Unicode Support

Unicode is the general name given to the collection of character encoding schemes that can be used to represent most national languages. The main encodings defined under Unicode are UTF-8, UTF-16 and UTF-32 (where UTF stands for Unicode Transformation Format).

The COBOL development system uses UTF-16 as its representation for national characters. This means that each national character takes up 2 bytes of memory, and there are 65536 possible character combinations available.

The UTF-8 encoding scheme is a variable-width Unicode encoding. Each valid Unicode code point is encoded using one to four 8-bit bytes. UTF-8 is a popular encoding scheme, as it is backward-compatible (with ACSII); it is endianness independent; and it is often provides a more compact representation of Unicode than compared to UTF-16.

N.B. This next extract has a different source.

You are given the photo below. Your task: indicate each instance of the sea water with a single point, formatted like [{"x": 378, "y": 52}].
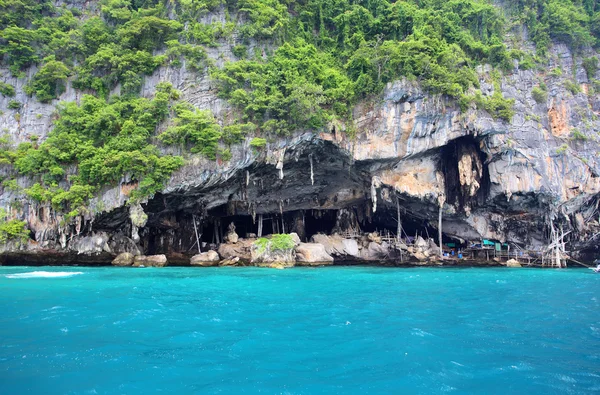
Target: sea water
[{"x": 298, "y": 331}]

COBOL applications are increasingly moving towards the use of Unicode to manage application data from multiple national languages in a single application. The COBOL language support for Unicode is in compliance with the ISO2002 COBOL standard. National data can be stored in standard COBOL files or in an SQL database. In addition, the Unicode support can be used to pass national character strings directly between COBOL and Java. In DBCS environments, it can also be used side-by-side with the existing DBCS support, making it possible to incrementally transition existing DBCS applications over to Unicode as needed.